On est fin mai,mais on se croirait en été; j'ai eu du mal à faire rentrer pour la nuit 

nos deux chattes, qui seraient bien restées  chasser .

A cette heure,ma femme est installée à l'autre bout du canapé, casque vissé sur les oreilles,

à regarder un film sur son portable .Notre plus jeune fils est comme d'habitude enfermé dans

sa chambre,  aux prises lui aussi avec son écran.L'aîné est reparti à Lyon, avec son violon d'étude.

Et moi je suis là,assis sur le même canapé,l'ordi sur les genoux .Un jour férié qui se termine.

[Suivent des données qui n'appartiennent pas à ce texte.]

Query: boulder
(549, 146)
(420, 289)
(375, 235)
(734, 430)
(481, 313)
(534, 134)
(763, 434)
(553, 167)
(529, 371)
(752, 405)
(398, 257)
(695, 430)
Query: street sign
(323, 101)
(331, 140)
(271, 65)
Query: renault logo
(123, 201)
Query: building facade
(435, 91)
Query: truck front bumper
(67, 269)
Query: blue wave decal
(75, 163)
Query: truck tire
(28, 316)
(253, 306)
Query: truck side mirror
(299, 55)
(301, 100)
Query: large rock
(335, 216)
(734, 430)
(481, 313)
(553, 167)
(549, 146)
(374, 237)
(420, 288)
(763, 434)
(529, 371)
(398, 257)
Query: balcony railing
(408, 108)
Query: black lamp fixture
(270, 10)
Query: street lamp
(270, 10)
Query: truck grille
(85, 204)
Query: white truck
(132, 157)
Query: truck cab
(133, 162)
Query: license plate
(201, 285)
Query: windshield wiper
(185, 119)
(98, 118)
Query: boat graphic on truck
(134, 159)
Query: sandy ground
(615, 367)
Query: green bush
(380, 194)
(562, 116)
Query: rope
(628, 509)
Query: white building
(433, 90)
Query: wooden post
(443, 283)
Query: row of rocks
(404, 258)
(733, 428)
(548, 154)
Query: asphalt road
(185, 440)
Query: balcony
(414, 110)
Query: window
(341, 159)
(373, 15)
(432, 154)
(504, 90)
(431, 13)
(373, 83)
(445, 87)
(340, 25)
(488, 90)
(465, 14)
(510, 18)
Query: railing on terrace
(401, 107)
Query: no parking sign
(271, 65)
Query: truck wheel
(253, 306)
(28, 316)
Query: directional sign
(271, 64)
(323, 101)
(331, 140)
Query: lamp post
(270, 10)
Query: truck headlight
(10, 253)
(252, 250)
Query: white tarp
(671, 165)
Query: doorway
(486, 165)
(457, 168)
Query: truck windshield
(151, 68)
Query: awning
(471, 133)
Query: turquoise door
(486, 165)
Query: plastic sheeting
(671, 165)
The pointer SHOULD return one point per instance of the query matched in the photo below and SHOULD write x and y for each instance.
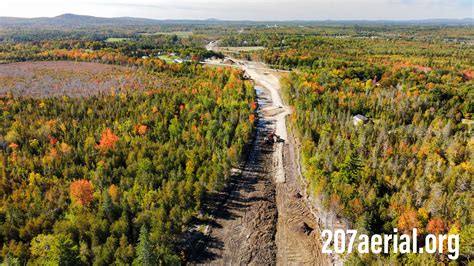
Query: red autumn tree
(435, 226)
(408, 220)
(81, 191)
(108, 140)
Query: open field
(241, 49)
(117, 39)
(181, 34)
(43, 79)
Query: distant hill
(72, 20)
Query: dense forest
(410, 164)
(117, 176)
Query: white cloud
(245, 9)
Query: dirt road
(264, 217)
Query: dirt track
(263, 218)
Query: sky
(245, 9)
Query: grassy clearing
(242, 49)
(168, 59)
(182, 34)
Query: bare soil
(264, 217)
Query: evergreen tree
(145, 254)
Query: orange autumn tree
(81, 192)
(408, 220)
(107, 141)
(435, 226)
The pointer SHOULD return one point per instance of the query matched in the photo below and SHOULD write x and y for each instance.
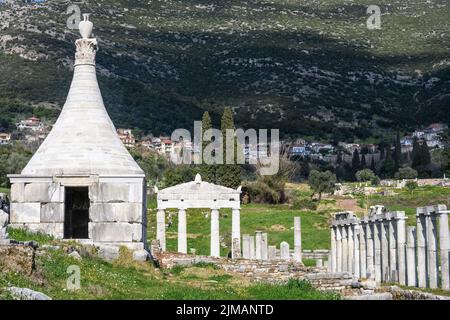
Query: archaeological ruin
(82, 183)
(380, 246)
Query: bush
(406, 173)
(305, 204)
(322, 182)
(365, 175)
(411, 185)
(260, 192)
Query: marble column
(392, 274)
(319, 263)
(362, 251)
(421, 231)
(432, 256)
(344, 248)
(356, 256)
(246, 246)
(215, 233)
(338, 267)
(370, 251)
(272, 253)
(264, 246)
(161, 229)
(351, 249)
(258, 245)
(332, 258)
(411, 257)
(384, 250)
(236, 234)
(284, 251)
(297, 239)
(182, 231)
(252, 247)
(377, 250)
(444, 245)
(401, 247)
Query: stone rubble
(27, 294)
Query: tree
(229, 175)
(372, 164)
(356, 163)
(207, 171)
(365, 175)
(406, 173)
(411, 185)
(339, 158)
(421, 157)
(388, 168)
(321, 182)
(363, 161)
(398, 151)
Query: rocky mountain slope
(310, 68)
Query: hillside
(311, 68)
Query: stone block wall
(260, 270)
(117, 214)
(38, 207)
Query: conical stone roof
(83, 140)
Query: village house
(127, 137)
(5, 138)
(34, 124)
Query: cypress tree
(229, 175)
(388, 168)
(416, 159)
(372, 164)
(363, 161)
(356, 162)
(339, 158)
(207, 171)
(398, 152)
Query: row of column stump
(381, 247)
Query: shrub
(260, 192)
(304, 203)
(411, 185)
(406, 173)
(365, 175)
(322, 182)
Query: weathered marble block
(37, 192)
(115, 232)
(53, 229)
(119, 212)
(52, 212)
(17, 192)
(25, 212)
(116, 192)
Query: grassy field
(278, 220)
(125, 279)
(408, 202)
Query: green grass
(276, 220)
(408, 202)
(125, 279)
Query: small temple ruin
(82, 183)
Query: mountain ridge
(310, 68)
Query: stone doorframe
(198, 194)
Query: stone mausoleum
(82, 183)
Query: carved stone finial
(86, 27)
(86, 51)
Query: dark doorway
(76, 213)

Il a fait beau et chaud.On revit,disait-on entre nous.La télé est éteinte. On a ressorti les bouquins;

pour ma part j'ai lu toute la journée "Istanbul",d'Orhan Pamuk.

 

Le seul qui manque ,c'est Duplo,notre beau chat à la fourrure grise de  Chartreux.Là,c'est l'heure

où d'habitude il venait s'allonger sur mes genoux,de toute sa longueur.Il y a six jours, une voiture

a décidé pour lui que son temps avec nous était révolu.J'étais dans une boutique à choisir un

vêtement quand la fourrière m'a appelé,on leur avait apporté le corps,ils étaient désolés.Je les ai

laissé l'incinérer. C'est le deuxième en deux ans.Ma femme a juré à hauts cris qu'elle ne reprendrait

plus jamais de chats.

Maintenant, on surveille les deux chattes qui nous restent  comme des enfants, à qui on a interdit

de sortir la nuit.

En ce moment-même ,ces deux soeurs sont toutes deux allongées côte à côte sur un grand

coussin rouge, obéissantes,devant mes pieds nus;image d'un bonheur familial -presque- parfait.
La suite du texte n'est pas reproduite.